La consolidada regresión creativa del actual cine comercial norteamericano está cavando una profunda sima a la que no se le ve, temporada tras temporada, el final del pozo. A fecha de hoy no hay manera de enderezar el rumbo por el camino del ingenio y la originalidad. Pasan los años, se suceden los rituales académicos de la entrega de los Oscars, y cuando toca repasar y hacer balance del material estrenado cuán difícil es encontrar atisbos de mejoría en una industria que salvo honrosas excepciones mira hacia atrás en busca de chispa e ideas.
La fórmula se repite invariablemente, como un tópico; y asumida. No hay mejor hallazgo que estirar al máximo el rendimiento de una franquicia o beneficiarse de la puesta al día de viejos o menos añejos filmes que cautivaron a los espectadores en el pasado. Sin olvidar, por supuesto, la manía o el negocio, según se mire, de acudir a los más prestigiosos caladeros europeos, es decir, cinematografías del viejo continente, francesas, italianas y, de un tiempo a esta parte, las nórdicas, en busca y captura de argumentos sólidos y rigurosos con los que aumentar la producción y añadir ¿prestigio? a sus propuestas.
Inclusive, en este patético ocaso de la baja forma de Hollywood, no es nada complicado toparse con extravagantes y discutibles tareas de insensata fagocitación. Me refiero a la mezquina fechoría de realizar remakes al precio que sea y caiga quién caiga. Política de tan dudoso gusto y gesto autoral discutible que conduce a cometer atropellos tan impunes como el sufrido (voluntariamente) por el cineasta de origen austríaco, Michael Haneke, que llamado por los americanos y convencido por cualquier ardid financiero rodó en suelo yanki su propia "copia certificada" de uno de sus cuentos más crueles y bárbaros, "Fanny Games", que clonó plano a plano.
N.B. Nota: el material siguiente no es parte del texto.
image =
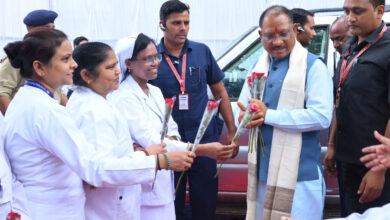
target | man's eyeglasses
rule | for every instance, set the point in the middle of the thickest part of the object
(151, 59)
(271, 37)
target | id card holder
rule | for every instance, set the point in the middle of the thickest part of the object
(338, 98)
(183, 102)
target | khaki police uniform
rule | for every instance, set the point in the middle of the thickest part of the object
(11, 80)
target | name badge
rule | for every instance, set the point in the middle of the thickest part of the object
(183, 101)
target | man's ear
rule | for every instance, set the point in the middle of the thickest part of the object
(380, 9)
(260, 34)
(295, 29)
(128, 63)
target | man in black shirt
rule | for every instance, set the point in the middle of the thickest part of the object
(362, 103)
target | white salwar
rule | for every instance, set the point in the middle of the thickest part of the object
(145, 115)
(48, 155)
(107, 131)
(377, 213)
(13, 196)
(5, 180)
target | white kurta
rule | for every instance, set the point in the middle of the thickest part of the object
(107, 131)
(145, 115)
(48, 155)
(5, 180)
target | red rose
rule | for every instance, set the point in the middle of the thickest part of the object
(250, 81)
(170, 102)
(212, 105)
(13, 216)
(253, 108)
(255, 74)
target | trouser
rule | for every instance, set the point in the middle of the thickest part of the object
(203, 190)
(308, 201)
(352, 176)
(344, 205)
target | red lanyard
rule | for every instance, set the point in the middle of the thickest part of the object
(344, 72)
(181, 80)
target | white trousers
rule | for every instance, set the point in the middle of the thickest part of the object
(308, 201)
(162, 212)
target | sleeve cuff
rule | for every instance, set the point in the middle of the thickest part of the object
(271, 117)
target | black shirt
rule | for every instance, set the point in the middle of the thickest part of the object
(364, 97)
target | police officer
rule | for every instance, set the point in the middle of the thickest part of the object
(10, 78)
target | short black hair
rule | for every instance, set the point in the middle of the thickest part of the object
(88, 56)
(300, 16)
(77, 40)
(376, 3)
(40, 45)
(172, 6)
(275, 10)
(140, 44)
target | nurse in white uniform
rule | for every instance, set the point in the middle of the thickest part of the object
(143, 105)
(97, 75)
(47, 152)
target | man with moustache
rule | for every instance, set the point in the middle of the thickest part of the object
(339, 33)
(297, 103)
(187, 68)
(304, 25)
(362, 103)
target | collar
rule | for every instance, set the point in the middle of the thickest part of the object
(371, 38)
(279, 60)
(187, 47)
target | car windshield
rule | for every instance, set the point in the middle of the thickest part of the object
(237, 70)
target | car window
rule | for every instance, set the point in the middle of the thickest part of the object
(319, 43)
(236, 71)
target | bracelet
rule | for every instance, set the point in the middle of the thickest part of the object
(145, 151)
(168, 162)
(158, 163)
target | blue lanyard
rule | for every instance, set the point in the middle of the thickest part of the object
(39, 86)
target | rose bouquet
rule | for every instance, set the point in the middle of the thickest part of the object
(168, 110)
(250, 112)
(256, 90)
(211, 109)
(13, 216)
(208, 114)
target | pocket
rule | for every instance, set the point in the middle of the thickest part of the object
(195, 76)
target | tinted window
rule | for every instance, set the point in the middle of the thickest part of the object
(319, 43)
(238, 69)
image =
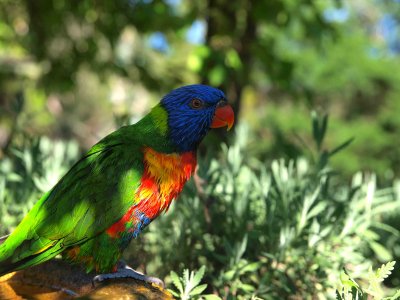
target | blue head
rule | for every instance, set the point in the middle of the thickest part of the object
(192, 111)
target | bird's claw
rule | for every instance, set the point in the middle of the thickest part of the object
(128, 272)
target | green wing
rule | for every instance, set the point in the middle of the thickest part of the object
(93, 195)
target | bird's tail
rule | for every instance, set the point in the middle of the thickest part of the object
(14, 256)
(24, 248)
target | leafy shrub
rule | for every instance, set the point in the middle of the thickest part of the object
(273, 231)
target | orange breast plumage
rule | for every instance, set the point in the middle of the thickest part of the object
(163, 179)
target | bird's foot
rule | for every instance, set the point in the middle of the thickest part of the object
(124, 271)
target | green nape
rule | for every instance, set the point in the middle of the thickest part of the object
(153, 130)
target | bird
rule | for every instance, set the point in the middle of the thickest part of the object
(119, 187)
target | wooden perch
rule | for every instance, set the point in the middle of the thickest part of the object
(56, 279)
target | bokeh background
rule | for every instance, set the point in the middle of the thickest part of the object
(280, 215)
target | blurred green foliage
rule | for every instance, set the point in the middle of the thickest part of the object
(267, 230)
(280, 213)
(80, 66)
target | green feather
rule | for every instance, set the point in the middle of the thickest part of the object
(93, 195)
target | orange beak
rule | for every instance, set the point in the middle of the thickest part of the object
(223, 116)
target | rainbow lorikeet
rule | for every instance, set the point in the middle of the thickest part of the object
(119, 187)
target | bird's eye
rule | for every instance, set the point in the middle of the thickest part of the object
(196, 103)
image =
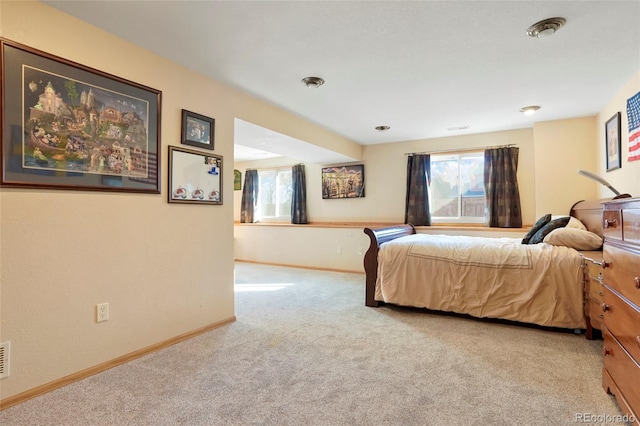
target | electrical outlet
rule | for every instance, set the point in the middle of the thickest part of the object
(102, 312)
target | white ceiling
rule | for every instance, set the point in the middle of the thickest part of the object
(420, 67)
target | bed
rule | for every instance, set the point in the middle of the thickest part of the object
(498, 278)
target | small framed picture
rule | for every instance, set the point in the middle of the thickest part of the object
(194, 177)
(197, 130)
(613, 142)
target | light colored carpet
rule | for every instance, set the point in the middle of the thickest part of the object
(306, 351)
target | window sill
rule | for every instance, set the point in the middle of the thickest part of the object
(443, 227)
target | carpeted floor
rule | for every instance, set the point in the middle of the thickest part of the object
(306, 351)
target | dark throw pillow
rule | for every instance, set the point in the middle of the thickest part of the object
(538, 237)
(536, 227)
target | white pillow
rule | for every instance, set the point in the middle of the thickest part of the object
(579, 239)
(575, 223)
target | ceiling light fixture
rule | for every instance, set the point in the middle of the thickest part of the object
(546, 27)
(530, 110)
(313, 82)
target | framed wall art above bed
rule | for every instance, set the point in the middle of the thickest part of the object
(68, 126)
(343, 182)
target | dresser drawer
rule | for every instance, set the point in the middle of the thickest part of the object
(612, 224)
(624, 371)
(623, 321)
(593, 270)
(596, 289)
(631, 226)
(623, 272)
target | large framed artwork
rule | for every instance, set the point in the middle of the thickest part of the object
(194, 176)
(197, 130)
(68, 126)
(343, 181)
(613, 142)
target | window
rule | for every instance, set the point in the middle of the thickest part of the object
(457, 188)
(274, 194)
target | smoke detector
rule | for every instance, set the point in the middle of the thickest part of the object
(546, 27)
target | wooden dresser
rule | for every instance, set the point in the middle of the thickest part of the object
(621, 303)
(593, 293)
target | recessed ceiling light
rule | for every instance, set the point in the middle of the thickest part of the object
(530, 110)
(546, 27)
(313, 82)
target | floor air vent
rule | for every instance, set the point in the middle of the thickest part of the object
(4, 360)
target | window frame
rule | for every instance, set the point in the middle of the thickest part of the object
(279, 217)
(462, 220)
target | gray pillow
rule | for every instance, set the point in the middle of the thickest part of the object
(536, 227)
(538, 237)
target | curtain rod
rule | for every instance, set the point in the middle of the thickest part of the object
(460, 150)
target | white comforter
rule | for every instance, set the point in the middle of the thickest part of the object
(483, 277)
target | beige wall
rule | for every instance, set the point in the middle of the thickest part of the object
(165, 269)
(561, 148)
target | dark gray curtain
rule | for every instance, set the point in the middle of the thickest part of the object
(501, 188)
(417, 204)
(299, 196)
(249, 197)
Este no es más que uno de los muchos ejemplos que van a poblar las pantallas de los locales de proyección. Sin ir más lejos, la fábrica de sueños (¿o pesadillas?) hollywoodense, aunque con tintes "indies", ha seducido al personal con dos curiosas y atentas miradas hacia dramas provenientes del frío. "Hermanos" (Susanne Bier) y "Déjame entrar", homónimas de sus respectivos países escandinavos, han buscado, la primera en la paranoia de los celos y el vacío que produce la ausencia del ser querido, un planteamiento ideal para construir un relato de tensión electrizante, entre otras razones, por la ajustada elección del elenco actoral. La segunda, apañadita y convincente, crece en la utilización de los mecanismos del fantástico y confirma que su realizador, Matt Reeves no desvirtúa ni desfiguraba el trabajo de Tomas Alfredson.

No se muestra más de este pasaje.